Hedgehog mushrooms are common but prized, often as a substitute for chanterelles. They can be found in large numbers, they taste great, and they're very easy to recognize.
Where to Find It
You'll find hedgehog mushrooms in deciduous and coniferous forests where they often grow in small to medium-sized groups on the forest floor.
Deciduous forests, coniferous forests.
When to Find It
They usually fruit in October, but you may spot the very first hedgehog mushrooms as early as July or August.
Entire mushroom: July, August, September, October, November.
How to Spot It
Hedgehog mushrooms can grow up to eight cm tall and have caps that spread up to 15 cm in diameter, with irregularly shaped edges. On young mushrooms, the caps are rounded, but later flatten and form a depression in the center like a belly button. Their color is generally off-white or cream, but can change to an orange-brown. The stem is a bit lighter than the cap and grows up to a couple centimeters thick. The defining characteristic of hedgehog mushrooms is the underside of their caps, which don't have pores, ribs, or gills, but tiny spikes that hang down like icicles. The spikes can be up to a cm long and half a mm in diameter.
How to Pick It
Choose the smaller, freshest specimens, as these won’t have have developed too much bitterness. Cut off the mushroom one centimeter above the ground and dust off the dirt with a small brush. Snails and worms are known to attack hedgehog mushrooms, so check the cut to see if it was attacked by vermin, or if the flesh is even. Worms often attack only the stem and the middle part of the cap.
On the palate
Hedgehog mushrooms carry both sweetness and a sharply bitter pepper flavor that together give it a taste reminiscent of watercress. The sweetness is especially pronounced in small, younger mushrooms, while the older specimens are more bitter with a touch of minerality. The spikes are especially bitter. On the palate, the mushrooms are crisp and snappy.

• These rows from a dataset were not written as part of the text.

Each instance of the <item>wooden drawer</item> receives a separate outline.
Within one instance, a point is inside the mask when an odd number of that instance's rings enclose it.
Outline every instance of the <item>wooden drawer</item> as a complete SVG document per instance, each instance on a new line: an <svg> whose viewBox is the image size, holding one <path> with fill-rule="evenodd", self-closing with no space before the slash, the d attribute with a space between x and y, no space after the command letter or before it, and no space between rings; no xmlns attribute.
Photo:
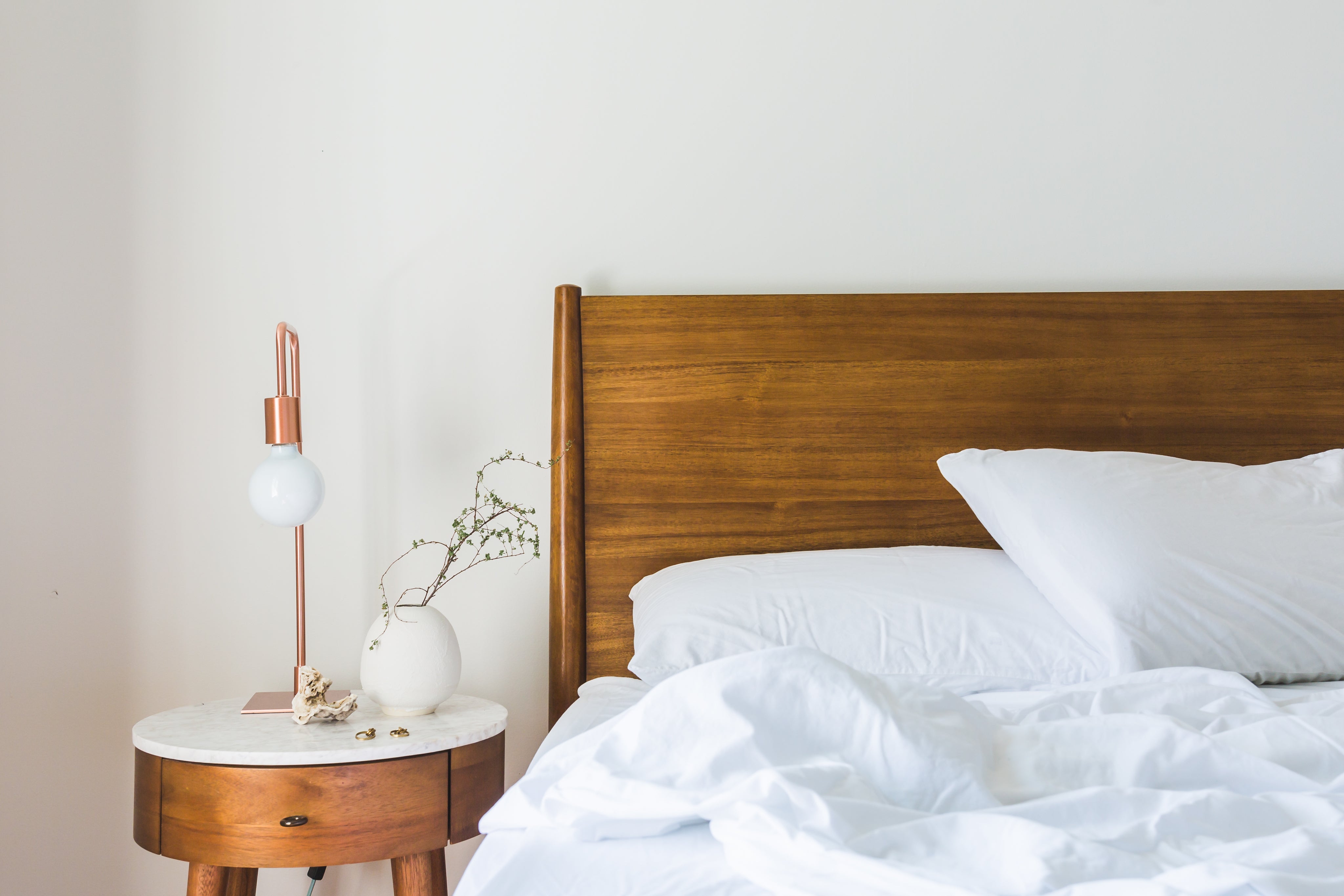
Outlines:
<svg viewBox="0 0 1344 896"><path fill-rule="evenodd" d="M231 868L348 865L448 844L449 754L344 766L164 759L164 856ZM306 815L308 823L280 821Z"/></svg>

Hedgehog mushrooms have a faintly sweet scent.
Hedgehog mushrooms should be cooked before eating. Flash fry very small young ones to retain their consistency and color. To diminish the bitterness of older mushrooms, blanch them in water with a little lemon juice, then pat them dry, and pan-fry them until they change color and release some liquid (which should be poured out). Scrape off the spikes of older hedgehog mushroom with a small spoon or a knife with a rounded blade—they're very loose and will fall right off.
Flash fry hedgehog mushrooms in goose fat, butter, or olive oil until they turn orange, and finish them with a sprinkle of salt to get the most of their natural flavor. They also take well to a simmer in milk or broth, and can be blanched for tender, meaty results. Hedgehog mushrooms are delicious pan-fried, but can also be used in stews, sauces, and braises.
Store the hedgehog mushrooms in an airtight plastic container inside the crisper drawer of your refrigerator, where they will keep for up to ten days. Freeze, salt, or pickle young mushrooms that you don't use right away to extend their shelf life. Fry them before freezing them, or they will become very bitter. Once thawed, hedgehog mushrooms shouldn't be used in anything other than stews and similar dishes, as they can become tough. You can also wash and store hedgehog mushrooms in high-quality olive oil with herbs like thyme or marjoram, but this will shorten their shelf life.
Chanterelles, which have some of the same peppery flavor, can be substituted for hedgehog mushrooms.
Risk of misidentifying the plant
There is no risk of mistaking the plant for another dangerous or undesirable plant. Hedgehog mushrooms may, however, be confused with the terracotta hedgehog, which has a somewhat milder flavor than the hedgehog mushroom, and is more orange in color.